Rencontre à la sortie des vestiaires de Laurent Puigségur, élu meilleur joueur du mois de février par les Blue Fox, après le match de 1/4 de finale de Coupe de France face à Ivry.

Muriel & Émilie : Enfin en équipe de France, ça te fait quoi de jouer sous le maillot tricolore ?
Laurent Puigségur : C'est vraiment très agréable. Ce sont 8 années de travail que j'ai fait fructifier et qui m'amènent où je suis aujourd'hui.
M&E : Déjà 13 buts en équipe de France avec un super pourcentage. Mais surtout, premier tir et premier but; c'était comment ?
Laurent : C'était génial. Un retourné comme je les aime. Je me suis retrouvé dans des situations favorables et ça m'a facilité les choses.
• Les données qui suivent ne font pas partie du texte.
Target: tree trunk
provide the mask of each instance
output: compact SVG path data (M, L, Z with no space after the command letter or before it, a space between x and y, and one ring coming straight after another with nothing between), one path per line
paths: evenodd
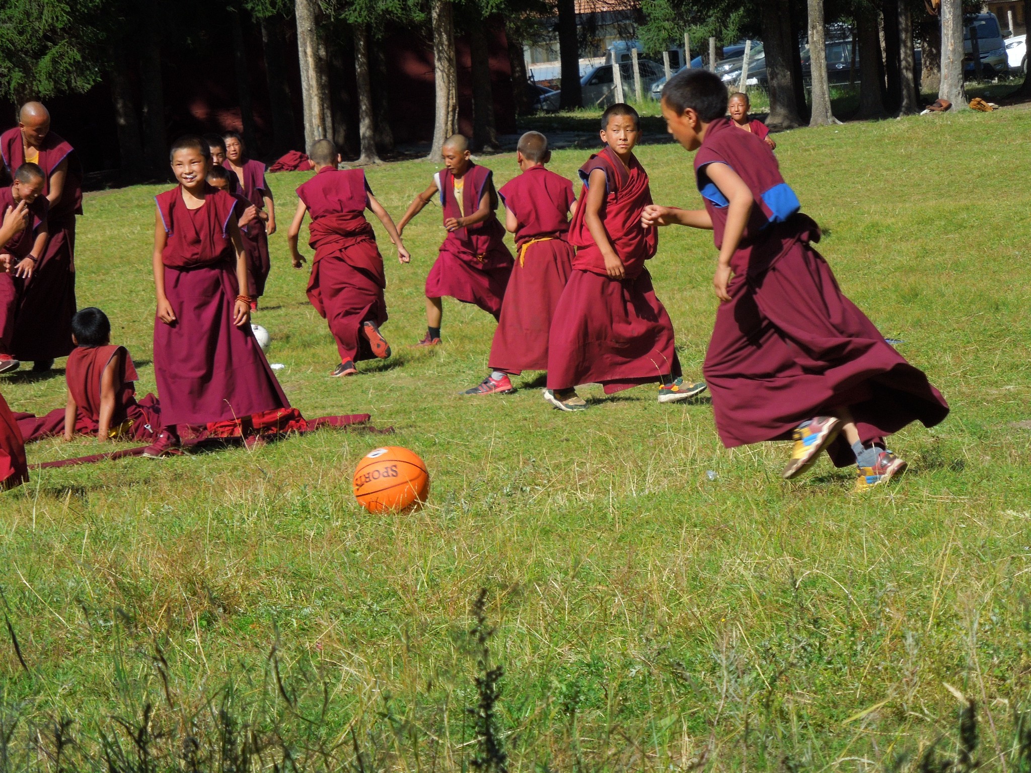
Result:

M&E : Après toutes ces victoires, le titre est juste devant la porte de Bougnol. Comment as tu vécu cette saison de folie ?
Laurent : C'est sûr que c'est une très bonne saison. 23 victoires sur 24 matchs, Coupe et championnat confondus; un très bon parcours en Ligue des Champions où on n'a pas paru ridicule face à des équipes beaucoup plus réputées au niveau européen. Mais c'est vrai qu'en cette fin de saison, on est usé. Physiquement bien sûr mais surtout psychologiquement.
M&E : L'ambiance dans cette équipe ?
Laurent : Elle est bonne bien entendu. Pour être fort, il faut bien s'entendre. Quand on est un peu fatigué, ça crée des tensions mais qui généralement s'estompent assez rapidement.
M&E : Tu ne trouves pas les supporters trop insupportables ?
Laurent : Pour être honnête, on ne vous entend pas trop, on perçoit seulement quelques bribes. C'est quand on est en difficulté et qu'on en a besoin qu'on reçoit vraiment vos encouragements. Ça fait très plaisir quand les supporters sont présents à l'extérieur, ça nous touche beaucoup.
M&E : Et après les matchs ?
Laurent : On est des professionnels et on se doit d'être là pour les gens qui nous soutiennent.
M&E : Quand est-ce que tu ouvres ton restaurant ?
Laurent : Je le ferai de toute façon quand j'aurai complètement arrêté le hand. Soit à la fin de ma carrière professionnelle de joueur, soit si j'ai l'opportunité d'entraîner des jeunes, à la fin de ma carrière d'entraîneur. Disons, dans 10 ans.
M&E : On viendras te voir, c'est sûr.